Addiction to Oil is not a Good Negotiation Position
During the past 5 years, Americans have done a lot of talking about our oil addiction. In that same time period, oil suppliers (aka pushers) have had an amazing run of economic success. There are now major efforts underway by the suppliers to tell us not to worry our little heads about how much money is flowing out of our pockets and into theirs. They are also spending a lot of advertising dollars on a campaign to tell us how hard they are working to provide us with the products to which we are addicted.
The spectacle that has really gotten me concerned is watching our leading addicts – the people who spend a lot of time flying around in jets, helicopters, and armored convoys – consuming vast quantities of oil jetting over to the turf where the key suppliers live to convince them to pump enough new product so that we can go back to being contented, satisfied junkies with slightly lower monthly costs of supporting our habit.
Of course, you have heard some good advice from many people about how to reduce your own dependence and you might have even read some decent advice about how the whole country can work to reduce its habit to more manageable levels. What you have not heard much about, however, is a prescription that has the potential for completely fracturing the power of the pushers and stopping the unbalanced flow of money that has distorted the world’s system of production and rewards.
My preferred solution is the one offered by President Eisenhower, a man who knew a bit about the benefits of negotiating from a position of strength.
In 1956, when the Saudis threatened to us “the oil weapon” against western countries, President Eisenhower sent a personal representative to King Saud who told him that America no longer needed his oil because it was developing atomic energy. He then followed that promise up with continued support for developing nuclear power for ships (including a demonstration commercial ship), submarines, and electrical power stations. In a somewhat less successful program, he even supported an investment in an effort to develop a long range aircraft that used fission instead of combustion to provide heat for its jet engines.
Conventional wisdom in energy focused debates is that there is little relationship between oil consumption and atomic fission (aka nuclear power), but that is a false statement. Here are some facts that you can verify by spending some time digging through the statistical pages on the Energy Information Agency web site.
In 1973, oil supplied about 17% of the electricity used in the US and more than 45% of the electricity used in France. In both markets, nuclear power permanently captured nearly all of oil’s electricity market share and made inroads on the market share for other fossil fuels. The same pattern is visible in the energy histories in Taiwan, South Korea, and several other countries that now operate nuclear power plants. Overall, the electricity now produced in the world’s nuclear power plants has an energy value that is equal to about 12 million barrels of oil per day. That is about 30% larger than the contribution to the world’s energy markets provides by Saudi Arabia’s oil.

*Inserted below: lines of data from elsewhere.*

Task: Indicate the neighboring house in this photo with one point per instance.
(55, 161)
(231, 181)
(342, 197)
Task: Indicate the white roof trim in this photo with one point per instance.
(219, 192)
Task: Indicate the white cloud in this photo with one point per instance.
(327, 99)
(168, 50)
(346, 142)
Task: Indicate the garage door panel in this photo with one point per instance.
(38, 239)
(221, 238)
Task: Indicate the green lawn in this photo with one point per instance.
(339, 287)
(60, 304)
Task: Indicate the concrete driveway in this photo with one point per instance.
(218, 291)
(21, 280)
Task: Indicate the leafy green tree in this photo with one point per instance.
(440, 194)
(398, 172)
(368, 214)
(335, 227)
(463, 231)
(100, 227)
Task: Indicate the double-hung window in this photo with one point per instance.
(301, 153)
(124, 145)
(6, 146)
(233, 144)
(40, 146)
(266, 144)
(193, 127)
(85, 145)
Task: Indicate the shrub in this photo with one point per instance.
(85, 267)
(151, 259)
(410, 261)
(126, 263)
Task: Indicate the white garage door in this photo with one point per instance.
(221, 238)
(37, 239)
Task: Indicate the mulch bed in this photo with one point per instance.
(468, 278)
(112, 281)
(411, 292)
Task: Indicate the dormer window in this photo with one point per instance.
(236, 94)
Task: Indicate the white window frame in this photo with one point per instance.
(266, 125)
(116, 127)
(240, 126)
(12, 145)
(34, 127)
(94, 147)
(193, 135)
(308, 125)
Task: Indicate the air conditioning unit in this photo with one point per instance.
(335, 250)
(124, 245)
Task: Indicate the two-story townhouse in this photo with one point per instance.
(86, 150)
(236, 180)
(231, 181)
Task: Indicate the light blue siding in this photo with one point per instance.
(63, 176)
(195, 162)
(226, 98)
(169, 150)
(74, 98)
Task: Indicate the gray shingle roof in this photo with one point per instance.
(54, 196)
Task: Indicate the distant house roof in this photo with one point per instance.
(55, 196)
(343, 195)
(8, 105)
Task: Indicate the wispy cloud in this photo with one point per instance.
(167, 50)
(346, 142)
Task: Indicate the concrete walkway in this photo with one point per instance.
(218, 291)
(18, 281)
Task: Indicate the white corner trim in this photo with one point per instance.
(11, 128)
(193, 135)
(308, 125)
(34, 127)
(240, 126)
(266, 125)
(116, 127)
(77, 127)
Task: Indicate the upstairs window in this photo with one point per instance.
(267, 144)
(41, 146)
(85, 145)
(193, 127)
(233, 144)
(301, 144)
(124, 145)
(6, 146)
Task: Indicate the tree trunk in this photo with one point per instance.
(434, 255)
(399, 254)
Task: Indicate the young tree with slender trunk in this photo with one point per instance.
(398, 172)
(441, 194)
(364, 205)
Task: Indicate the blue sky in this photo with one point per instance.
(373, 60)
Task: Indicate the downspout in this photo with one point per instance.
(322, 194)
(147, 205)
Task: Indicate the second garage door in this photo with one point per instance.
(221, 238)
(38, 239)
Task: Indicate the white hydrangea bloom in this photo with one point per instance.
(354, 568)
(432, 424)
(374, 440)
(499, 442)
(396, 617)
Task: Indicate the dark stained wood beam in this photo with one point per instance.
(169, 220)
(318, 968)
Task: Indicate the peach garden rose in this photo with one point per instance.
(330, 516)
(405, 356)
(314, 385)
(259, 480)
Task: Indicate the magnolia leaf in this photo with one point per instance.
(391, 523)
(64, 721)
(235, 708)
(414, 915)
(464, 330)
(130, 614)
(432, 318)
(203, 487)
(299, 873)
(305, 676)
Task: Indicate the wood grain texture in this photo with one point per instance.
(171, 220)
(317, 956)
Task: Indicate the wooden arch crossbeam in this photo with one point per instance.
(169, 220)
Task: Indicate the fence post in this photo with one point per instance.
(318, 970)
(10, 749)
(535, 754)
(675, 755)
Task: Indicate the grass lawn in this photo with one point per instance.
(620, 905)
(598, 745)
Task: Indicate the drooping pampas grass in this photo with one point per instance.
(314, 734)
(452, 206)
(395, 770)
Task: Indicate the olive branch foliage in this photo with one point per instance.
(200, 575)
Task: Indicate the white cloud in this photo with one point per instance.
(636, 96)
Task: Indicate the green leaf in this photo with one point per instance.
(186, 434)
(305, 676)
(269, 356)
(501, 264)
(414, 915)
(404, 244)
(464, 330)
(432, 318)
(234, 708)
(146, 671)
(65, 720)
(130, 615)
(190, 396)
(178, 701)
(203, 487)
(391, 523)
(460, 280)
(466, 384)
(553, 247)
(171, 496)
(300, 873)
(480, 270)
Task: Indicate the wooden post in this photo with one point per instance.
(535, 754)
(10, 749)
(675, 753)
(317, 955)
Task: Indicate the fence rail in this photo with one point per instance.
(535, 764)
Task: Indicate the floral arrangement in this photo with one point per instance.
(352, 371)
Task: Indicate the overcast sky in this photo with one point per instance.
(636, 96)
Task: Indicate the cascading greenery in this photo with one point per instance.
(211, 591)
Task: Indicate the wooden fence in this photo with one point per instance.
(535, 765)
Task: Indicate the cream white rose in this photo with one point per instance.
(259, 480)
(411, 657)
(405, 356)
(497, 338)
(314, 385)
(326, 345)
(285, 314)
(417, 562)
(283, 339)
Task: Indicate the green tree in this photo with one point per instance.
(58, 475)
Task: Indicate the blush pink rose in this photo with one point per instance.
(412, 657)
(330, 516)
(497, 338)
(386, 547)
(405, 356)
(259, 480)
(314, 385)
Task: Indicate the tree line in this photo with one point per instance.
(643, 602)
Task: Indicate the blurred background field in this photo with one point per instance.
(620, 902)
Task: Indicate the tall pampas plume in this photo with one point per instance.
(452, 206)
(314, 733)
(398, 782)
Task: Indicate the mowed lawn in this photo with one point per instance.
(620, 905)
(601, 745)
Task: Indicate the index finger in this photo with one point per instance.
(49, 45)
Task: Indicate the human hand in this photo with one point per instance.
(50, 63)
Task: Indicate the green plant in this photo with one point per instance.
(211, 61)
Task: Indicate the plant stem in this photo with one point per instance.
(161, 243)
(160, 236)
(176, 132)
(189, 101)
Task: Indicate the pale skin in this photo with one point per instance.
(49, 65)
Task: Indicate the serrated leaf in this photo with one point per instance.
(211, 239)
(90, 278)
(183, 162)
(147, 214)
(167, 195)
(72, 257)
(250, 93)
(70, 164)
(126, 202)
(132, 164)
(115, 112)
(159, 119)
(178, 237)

The oil that was not burned in power plants did not disappear, but became available for other uses.
What is not clearly stated in the statistics pages is the resulting effect on the world’s energy market caused by the growth of nuclear power. Since fission was pushing oil out of some markets in a way that could not be controlled by OPEC, producers lost some portion of their control over the overall supply level. When that happened, they lost the only real hold that they have on market prices. From about 1985 until 2000, the continued insertion of more nuclear fission into the world’s energy market helped to create a situation where consumer power outweighed pusher power.
Unfortunately, consumers did not keep the upper hand. Eventually the effort to slow the growth of nuclear power achieved nearly complete success and the rate of increase in demand for more energy shifted the supply-demand balance back into the hands of the suppliers. One question I love to ask people is if they really believe that the slowing of nuclear power was independent of the fossil fuel suppliers and their frustration over loss of revenue and market power.
Like methadone, my prescription for breaking America’s oil addiction is a bit controversial. Some believe that it simply replaces one form of addiction for another, others are afraid of the potential side effects, and, some people are rather content to remain dependent on oil.
I am not content and do not like the idea of continuing to provide the pushers with access to more cash than most of us can even imagine. It is bad for the neighborhood for that kind of economic activity to have so much sway. I also happen to be exceeding excited about the fact that fission produces no air pollution and that the major suppliers of the fuel material are Canada, Australia, and South Africa.